February 14, 1986 -- which is not that far away -- is a day to ignore essayist M.F.K. Fisher's dictum that you should never invite people to dinner who are so much in love that they have eyes only for each other.

Couples besotted with love are the perfect guests to break bread with on Valentine's Day. And what's even better is if you can the besotting: Invite two people who, upon crossing your threshhold, tumble madly into love. Any hostess who really puts her hand to it can usually take credit for at least one successful mating.

But even on Valentine's Day, however, there are rules:

First, and most important: Keep your intentions a secret. Tell two people that they are being invited to meet each other and often as not they experience an instant and mutual antipathy. In the days before the dinner, the proposed lovers have been free to fill in the outlines of the real person with the person of their fantasies, and the reality can rarely compete.

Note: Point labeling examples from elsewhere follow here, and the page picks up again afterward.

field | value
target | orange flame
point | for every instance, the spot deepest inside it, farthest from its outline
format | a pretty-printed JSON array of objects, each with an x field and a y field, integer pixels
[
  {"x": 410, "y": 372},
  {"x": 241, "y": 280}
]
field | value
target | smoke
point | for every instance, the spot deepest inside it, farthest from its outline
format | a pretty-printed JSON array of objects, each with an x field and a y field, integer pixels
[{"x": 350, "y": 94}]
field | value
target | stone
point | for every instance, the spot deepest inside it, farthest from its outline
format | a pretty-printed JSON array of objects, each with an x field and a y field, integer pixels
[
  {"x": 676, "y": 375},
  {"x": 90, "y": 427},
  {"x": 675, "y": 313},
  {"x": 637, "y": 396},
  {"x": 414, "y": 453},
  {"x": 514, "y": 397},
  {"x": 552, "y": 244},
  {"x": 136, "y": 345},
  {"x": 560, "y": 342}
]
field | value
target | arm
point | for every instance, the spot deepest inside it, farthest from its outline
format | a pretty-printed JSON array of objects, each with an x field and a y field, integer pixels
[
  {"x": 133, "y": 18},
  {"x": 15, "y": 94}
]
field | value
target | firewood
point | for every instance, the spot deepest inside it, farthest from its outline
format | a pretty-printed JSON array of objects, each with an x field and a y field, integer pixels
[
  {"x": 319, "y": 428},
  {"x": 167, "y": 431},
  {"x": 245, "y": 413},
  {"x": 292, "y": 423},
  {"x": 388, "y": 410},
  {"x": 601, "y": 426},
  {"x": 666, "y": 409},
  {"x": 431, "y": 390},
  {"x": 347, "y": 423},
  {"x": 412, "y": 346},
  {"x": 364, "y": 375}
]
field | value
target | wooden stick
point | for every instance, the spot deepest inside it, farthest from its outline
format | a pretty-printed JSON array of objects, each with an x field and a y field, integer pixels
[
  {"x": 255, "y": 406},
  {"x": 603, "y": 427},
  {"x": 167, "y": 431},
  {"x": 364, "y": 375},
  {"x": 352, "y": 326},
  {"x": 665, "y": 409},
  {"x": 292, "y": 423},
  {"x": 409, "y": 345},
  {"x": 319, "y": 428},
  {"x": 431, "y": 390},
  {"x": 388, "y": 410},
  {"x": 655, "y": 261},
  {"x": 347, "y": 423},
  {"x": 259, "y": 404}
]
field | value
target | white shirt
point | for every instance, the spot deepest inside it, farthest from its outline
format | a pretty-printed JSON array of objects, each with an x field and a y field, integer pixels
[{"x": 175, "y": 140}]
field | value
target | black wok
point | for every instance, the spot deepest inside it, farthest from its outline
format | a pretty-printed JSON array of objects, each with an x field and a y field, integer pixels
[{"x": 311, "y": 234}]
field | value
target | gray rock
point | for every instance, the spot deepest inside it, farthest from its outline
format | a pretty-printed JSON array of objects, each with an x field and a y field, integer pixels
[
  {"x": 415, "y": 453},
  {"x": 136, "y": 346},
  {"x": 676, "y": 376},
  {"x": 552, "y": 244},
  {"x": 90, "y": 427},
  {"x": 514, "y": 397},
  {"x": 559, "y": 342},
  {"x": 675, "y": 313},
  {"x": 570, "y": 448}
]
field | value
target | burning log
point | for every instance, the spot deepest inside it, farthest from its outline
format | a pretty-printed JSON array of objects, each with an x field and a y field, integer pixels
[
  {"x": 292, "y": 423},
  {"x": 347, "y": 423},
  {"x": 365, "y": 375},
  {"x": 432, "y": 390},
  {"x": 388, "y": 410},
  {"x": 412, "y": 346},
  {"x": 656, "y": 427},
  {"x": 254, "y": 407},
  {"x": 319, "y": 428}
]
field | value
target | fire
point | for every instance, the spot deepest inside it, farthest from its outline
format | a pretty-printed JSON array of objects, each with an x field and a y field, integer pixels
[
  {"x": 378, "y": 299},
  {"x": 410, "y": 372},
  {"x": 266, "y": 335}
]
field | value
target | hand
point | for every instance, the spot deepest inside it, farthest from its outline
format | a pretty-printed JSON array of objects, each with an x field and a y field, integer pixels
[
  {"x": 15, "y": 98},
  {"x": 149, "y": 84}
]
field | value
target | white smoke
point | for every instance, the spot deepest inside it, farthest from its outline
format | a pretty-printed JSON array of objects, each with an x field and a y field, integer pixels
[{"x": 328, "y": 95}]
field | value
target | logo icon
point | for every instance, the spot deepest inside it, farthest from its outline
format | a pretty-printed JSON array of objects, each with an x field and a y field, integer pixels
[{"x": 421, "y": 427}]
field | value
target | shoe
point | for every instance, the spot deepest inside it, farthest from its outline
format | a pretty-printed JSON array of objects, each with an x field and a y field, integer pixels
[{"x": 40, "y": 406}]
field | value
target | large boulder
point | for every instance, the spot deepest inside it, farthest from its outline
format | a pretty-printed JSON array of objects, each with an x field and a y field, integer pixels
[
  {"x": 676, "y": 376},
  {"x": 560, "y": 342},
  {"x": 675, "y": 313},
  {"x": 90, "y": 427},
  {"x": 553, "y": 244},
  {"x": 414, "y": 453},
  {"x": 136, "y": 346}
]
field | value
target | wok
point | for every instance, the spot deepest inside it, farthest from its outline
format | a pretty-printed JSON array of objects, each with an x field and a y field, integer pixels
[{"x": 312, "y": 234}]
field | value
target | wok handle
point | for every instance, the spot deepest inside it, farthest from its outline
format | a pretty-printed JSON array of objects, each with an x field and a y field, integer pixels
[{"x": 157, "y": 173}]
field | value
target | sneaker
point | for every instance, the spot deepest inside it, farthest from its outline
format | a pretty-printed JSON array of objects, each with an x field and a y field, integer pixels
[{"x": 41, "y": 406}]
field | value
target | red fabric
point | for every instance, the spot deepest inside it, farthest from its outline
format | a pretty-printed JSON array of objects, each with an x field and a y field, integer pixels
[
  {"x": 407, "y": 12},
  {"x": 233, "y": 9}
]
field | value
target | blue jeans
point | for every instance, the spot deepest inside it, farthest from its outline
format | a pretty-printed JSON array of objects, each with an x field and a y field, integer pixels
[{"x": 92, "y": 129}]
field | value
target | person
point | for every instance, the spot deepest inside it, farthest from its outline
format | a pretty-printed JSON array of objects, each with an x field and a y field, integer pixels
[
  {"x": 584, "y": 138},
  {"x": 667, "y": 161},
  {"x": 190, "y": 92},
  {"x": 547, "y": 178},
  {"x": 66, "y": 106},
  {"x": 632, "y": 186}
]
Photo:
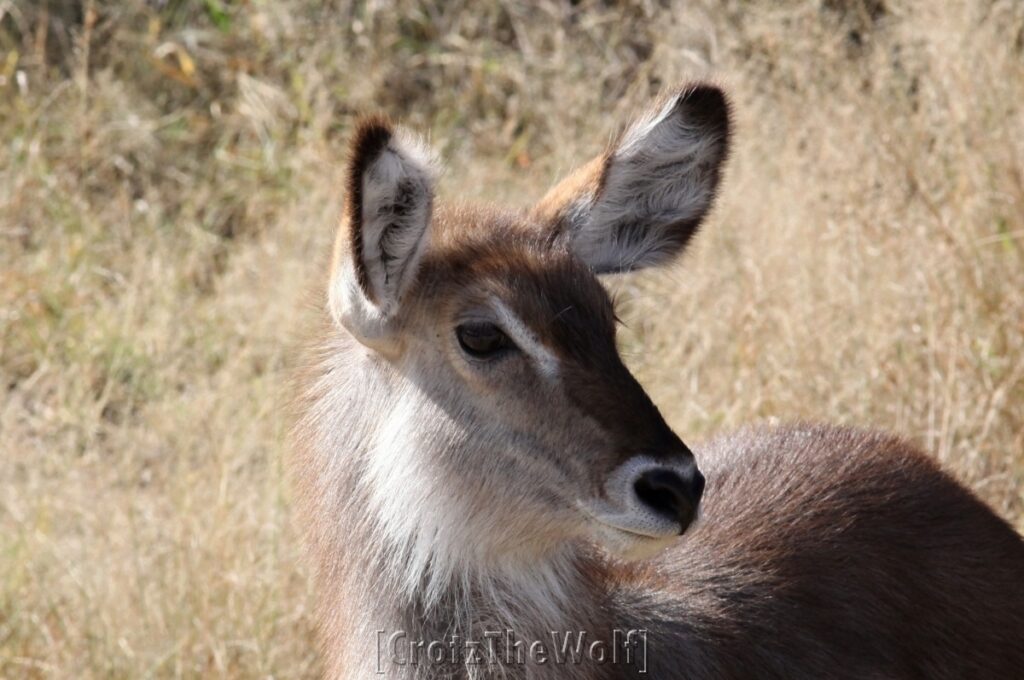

Those who don't fall into a disappointed despondency may go to the other extreme and, fearful of seeming too eager, spend the entire evening avoiding the person they were invited to meet.

One hostess, who had had the good sense not to announce that this was to be a matchmaking evening, walked into the dining room and discovered that her husband had told everyone to sit where they pleased. The people she wanted to mate were at opposite ends of the table.

And there she should have left them, conceding that the evening was a loss where romance was concerned.

Instead, she pried the woman guest out of her chair and trotted her around the table where she pried another woman (married) out of her chair so that she could seat Single Woman next to Single Man. Both of whom were so embarrassed by the procedure that they turned their backs on each other and spoke only to pass the salt.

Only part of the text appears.